The doctors delivering the grim news said it wasn't the outcome they were expecting. They said there was not much more they could do for Jonah.

"We would not accept it," said Ellen. "How can you ever stop trying?" The doctors switched the treatment protocol.

Jonah remained hospitalized until a few days before his 11th birthday. When asked what he wanted for his birthday, Jonah said it was to spend it at home. The doctors gave him his birthday wish. Ellen presented Jonah and his twin brother Joshua with individual birthday cakes, as she has done every year. They invited some friends and family over and had pizza and salad. A few days later, Jonah had another seizure -- one from which he never fully awoke. He died about two weeks later, surrounded by family, his parents both holding him.

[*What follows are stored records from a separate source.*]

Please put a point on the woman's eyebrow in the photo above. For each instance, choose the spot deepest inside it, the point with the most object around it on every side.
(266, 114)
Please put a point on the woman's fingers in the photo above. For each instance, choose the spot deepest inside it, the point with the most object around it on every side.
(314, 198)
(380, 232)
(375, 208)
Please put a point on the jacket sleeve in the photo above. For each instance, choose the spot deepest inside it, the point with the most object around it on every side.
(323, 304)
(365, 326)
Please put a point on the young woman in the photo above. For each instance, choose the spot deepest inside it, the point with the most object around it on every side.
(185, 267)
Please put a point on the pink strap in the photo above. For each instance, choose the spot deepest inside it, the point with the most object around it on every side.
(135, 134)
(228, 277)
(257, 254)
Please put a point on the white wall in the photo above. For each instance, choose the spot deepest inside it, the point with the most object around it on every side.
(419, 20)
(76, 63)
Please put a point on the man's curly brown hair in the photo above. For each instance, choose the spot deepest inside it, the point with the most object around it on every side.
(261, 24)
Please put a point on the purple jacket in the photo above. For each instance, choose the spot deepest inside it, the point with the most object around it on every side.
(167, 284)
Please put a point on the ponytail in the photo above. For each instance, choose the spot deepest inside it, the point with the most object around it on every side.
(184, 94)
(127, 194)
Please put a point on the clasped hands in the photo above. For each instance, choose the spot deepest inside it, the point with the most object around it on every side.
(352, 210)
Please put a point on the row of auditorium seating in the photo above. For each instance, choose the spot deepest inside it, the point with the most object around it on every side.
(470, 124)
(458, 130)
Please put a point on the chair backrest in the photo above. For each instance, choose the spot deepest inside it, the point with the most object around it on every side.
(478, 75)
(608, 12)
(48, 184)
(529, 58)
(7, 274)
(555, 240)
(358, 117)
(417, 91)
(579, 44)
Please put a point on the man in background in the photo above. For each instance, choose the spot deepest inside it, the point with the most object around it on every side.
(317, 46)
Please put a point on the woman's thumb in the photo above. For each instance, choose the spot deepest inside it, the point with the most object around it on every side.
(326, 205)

More than 800 people attended Jonah Stern's funeral at Mount Sinai Cemetery in Los Angeles. His fifth-grade class launched a toy drive and delivered more than 1,200 toys to sick children at Children's Hospital LA in tribute. His elementary school honored him at the fifth-grade promotion ceremony, and planted a lemon tree in the school's garden. His classmates each wrote a word or drew a picture on a tile to portray what Jonah meant to them, and then read aloud what they had written as they placed their tile in the soil by the lemon tree.

For Ellen, days now just come and go, sometimes punctuated by an innocent comment from a well-meaning friend or acquaintance. Recently a woman in her Pilates class asked how "the kids" were. It doesn't get easier to answer, "Well, Jonah died in May from cancer," Ellen said.

It's a "new normal" all over again, she said, and she is doing her best to adjust while keeping Jonah close. After 10 months of having her family's daily life shaped by caring for a child with cancer, there is a void in both her heart and her day. Friends often don't know what to say to her, she observed. She smiles a lot and has tried to wear bright colors to project a happy image.

"If I have a bad day, I light a candle," she said. "But the hole won't go away."

[CORRECTION: A previous version of this article cited Dr. Leo Mascarenhas, head of oncology at Children’s Hospital Los Angeles, as saying that one in a million children under the age of 10 get Alveolar Rhabdomyosarcoma. A representative for the hospital told HuffPost after publication that in fact it is one in a million children under the age of 15.]